With US F-35s grounded over potential oil leaks and potential buyers retreating and cutting their intended orders, it is crucial for Lockheed Martin to persuade Japan to complete its purchase of the the stealth fighters as soon as possible, says the China Youth Daily.
Dave Scott, Lockheed Martin's director of international customer engagement for F-35s, in an interview with Fuji Television Network dismissed claims that the Russian T-50 and Chinese J-20 qualify as fifth-generation fighters. The US F-35 is the only fifth-generation fighter aircraft that deserves Japanese investment, he said.
Scott said the essential element of fifth-generation fighter aircraft lies not only in their stealth capability but also in the integration of the sensor fusion that allows a boost of 5%-10% to its thrust, 5% to its military rating and 25% to its fuel efficiency. These factors combine to increase its combat radius by 25%-30% and durability by 30%-40%. He further emphasized that new engines and the Multifunction Advanced Data Link developed by the Air Force Research Laboratory (AFRL) — initially planned for sixth-generation fighter aircraft — have instead been adopted and integrated into the F-35, making the plane an ideal bargain for Japan.
The Japanese government is worried about the development cost of the F-35, which has reached US$200 million a plane and is still escalating. Scott has promised that the F-35A negotiated between Japan and Lockheed Martin costs only US$65 million a plane. To Japan, this is like buying a fifth-generation fighter at a fourth-generation price.
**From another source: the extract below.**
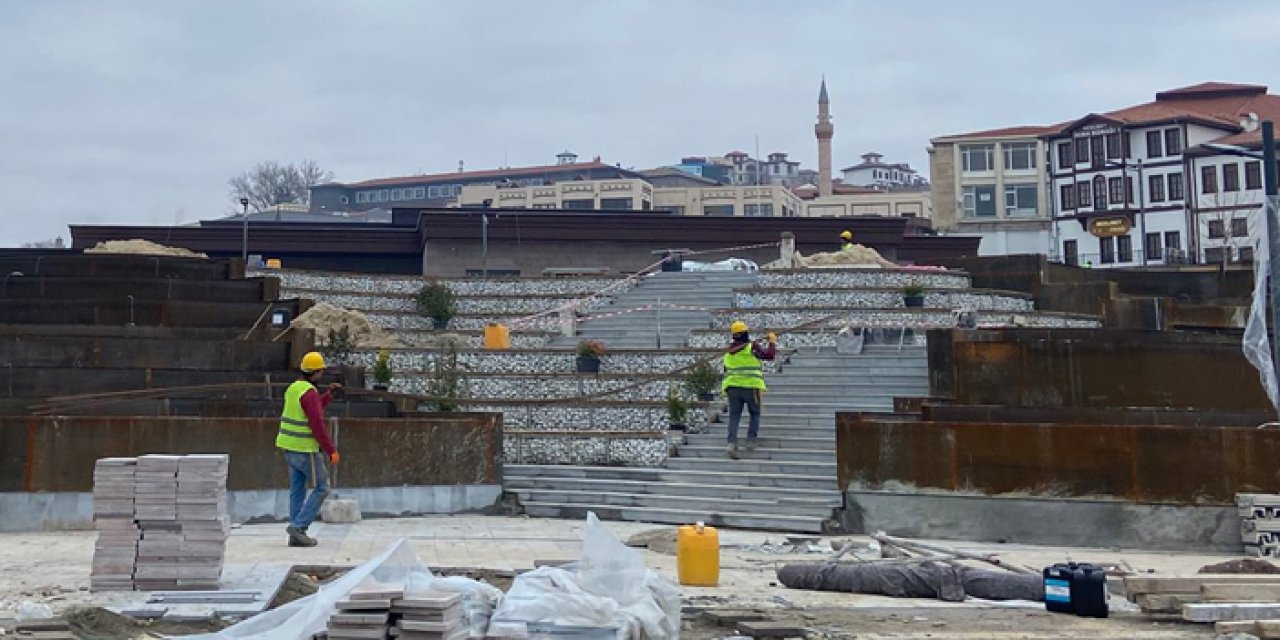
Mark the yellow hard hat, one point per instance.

Addressing Japan's greatest concern, Russia's T-50 and China's J-20, Scott referred to a report by AFRL that claimed the F-35 is able to outperform its rivals effortlessly by reducing 30%-70% of the fuel load and increasing the supersonic cruising radius by 50%. He also referred to a statement from Boeing, manufacturer of the F/A-18E Hornet, claiming that the T-50 and J-20 as not completely fifth-generation planes.
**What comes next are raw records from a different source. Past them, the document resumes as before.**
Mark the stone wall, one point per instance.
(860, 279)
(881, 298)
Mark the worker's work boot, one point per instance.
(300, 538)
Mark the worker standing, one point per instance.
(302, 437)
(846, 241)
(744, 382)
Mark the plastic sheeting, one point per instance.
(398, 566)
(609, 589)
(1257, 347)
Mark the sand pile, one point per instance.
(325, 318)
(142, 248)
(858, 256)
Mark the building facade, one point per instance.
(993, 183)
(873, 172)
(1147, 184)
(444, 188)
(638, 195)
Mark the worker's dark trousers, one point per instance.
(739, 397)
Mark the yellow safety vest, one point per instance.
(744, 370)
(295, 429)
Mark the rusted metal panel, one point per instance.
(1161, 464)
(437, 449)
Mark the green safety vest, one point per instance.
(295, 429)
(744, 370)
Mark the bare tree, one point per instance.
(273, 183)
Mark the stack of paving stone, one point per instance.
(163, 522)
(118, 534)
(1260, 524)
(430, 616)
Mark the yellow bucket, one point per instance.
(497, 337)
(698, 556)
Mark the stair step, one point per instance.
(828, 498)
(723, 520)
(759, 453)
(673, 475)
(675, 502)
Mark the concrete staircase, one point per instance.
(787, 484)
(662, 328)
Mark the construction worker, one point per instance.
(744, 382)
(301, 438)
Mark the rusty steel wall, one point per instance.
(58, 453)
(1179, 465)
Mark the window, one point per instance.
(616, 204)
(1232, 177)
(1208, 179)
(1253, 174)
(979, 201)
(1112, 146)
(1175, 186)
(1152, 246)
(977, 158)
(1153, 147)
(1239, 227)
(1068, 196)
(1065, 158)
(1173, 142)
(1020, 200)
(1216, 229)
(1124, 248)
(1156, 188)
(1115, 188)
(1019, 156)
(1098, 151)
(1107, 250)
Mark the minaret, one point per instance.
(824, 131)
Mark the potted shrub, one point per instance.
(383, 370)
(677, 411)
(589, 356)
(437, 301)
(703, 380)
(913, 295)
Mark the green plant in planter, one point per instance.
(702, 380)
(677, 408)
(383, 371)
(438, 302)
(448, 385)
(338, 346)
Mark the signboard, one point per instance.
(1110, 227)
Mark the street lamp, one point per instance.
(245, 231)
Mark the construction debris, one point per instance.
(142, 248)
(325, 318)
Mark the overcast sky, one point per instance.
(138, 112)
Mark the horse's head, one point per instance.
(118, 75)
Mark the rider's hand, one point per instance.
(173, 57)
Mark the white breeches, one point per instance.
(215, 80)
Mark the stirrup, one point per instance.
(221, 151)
Scott also refuted the claim that F-35 relies too heavily on stealth. The helmet-mounted display system that provides the pilot with full 360 degree-vision, Scott said, is something that an F-16 pilot totally lacks. Despite a US$460 billion budget from the US Ministry of Defense over the next decade, the Pentagon has insisted on replacing old fighter aircraft with the F-35. This, according to Scott, fully demonstrates the desirability of the plane.
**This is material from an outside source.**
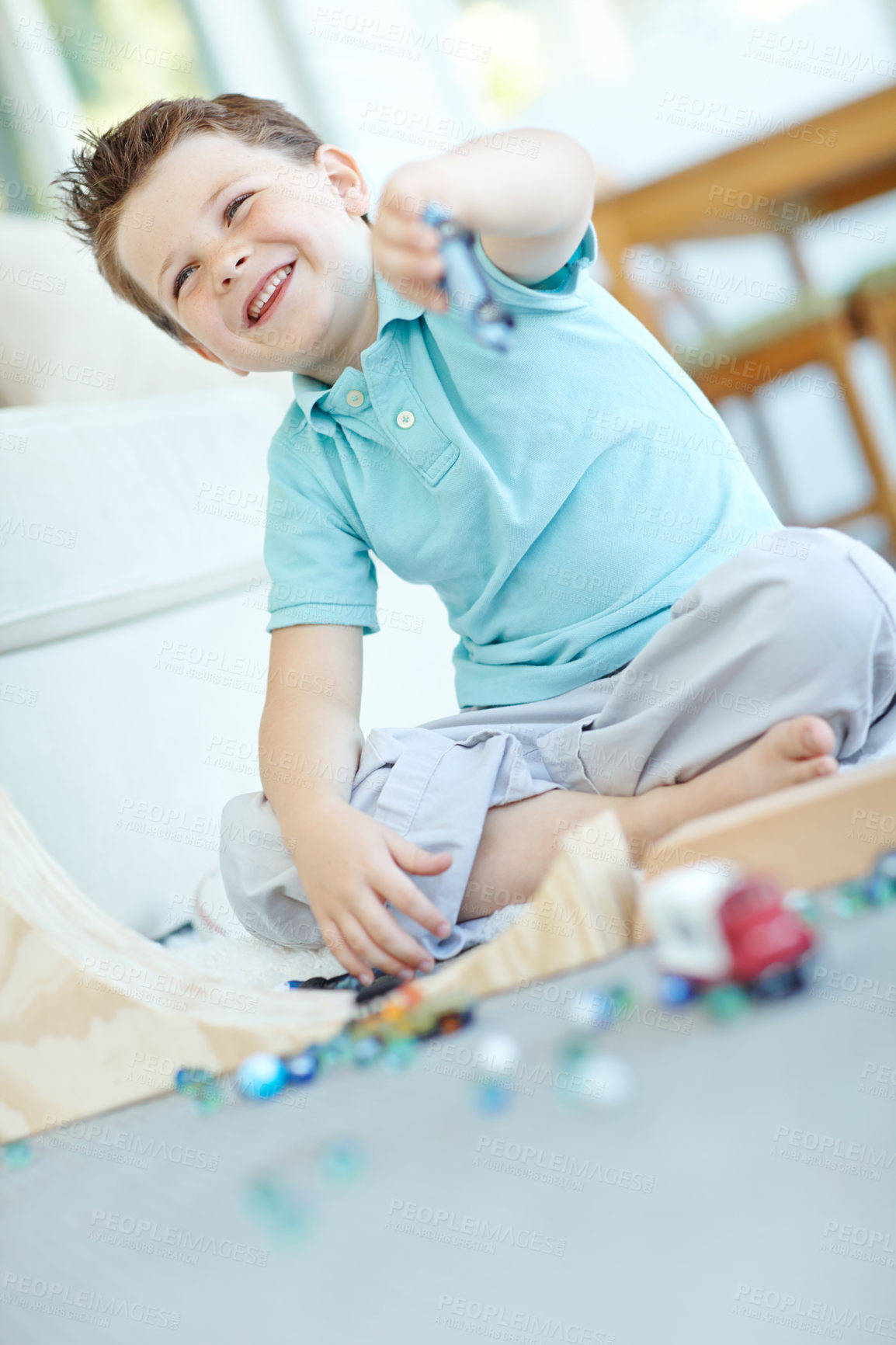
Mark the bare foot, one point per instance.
(789, 753)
With permission from the US government, Lockheed Martin has proposed to move the final assembly and maintenance of major parts to Japan. The US has also agreed that some parts of the F-35 may be produced in Japan. Scott argued that the F-35's technology will greatly benefit the aviation industry in Japan, citing Italy as the sole other country owning licenses for final assembly and evaluation. Scott also promised training for Japanese pilots and maintenance staff.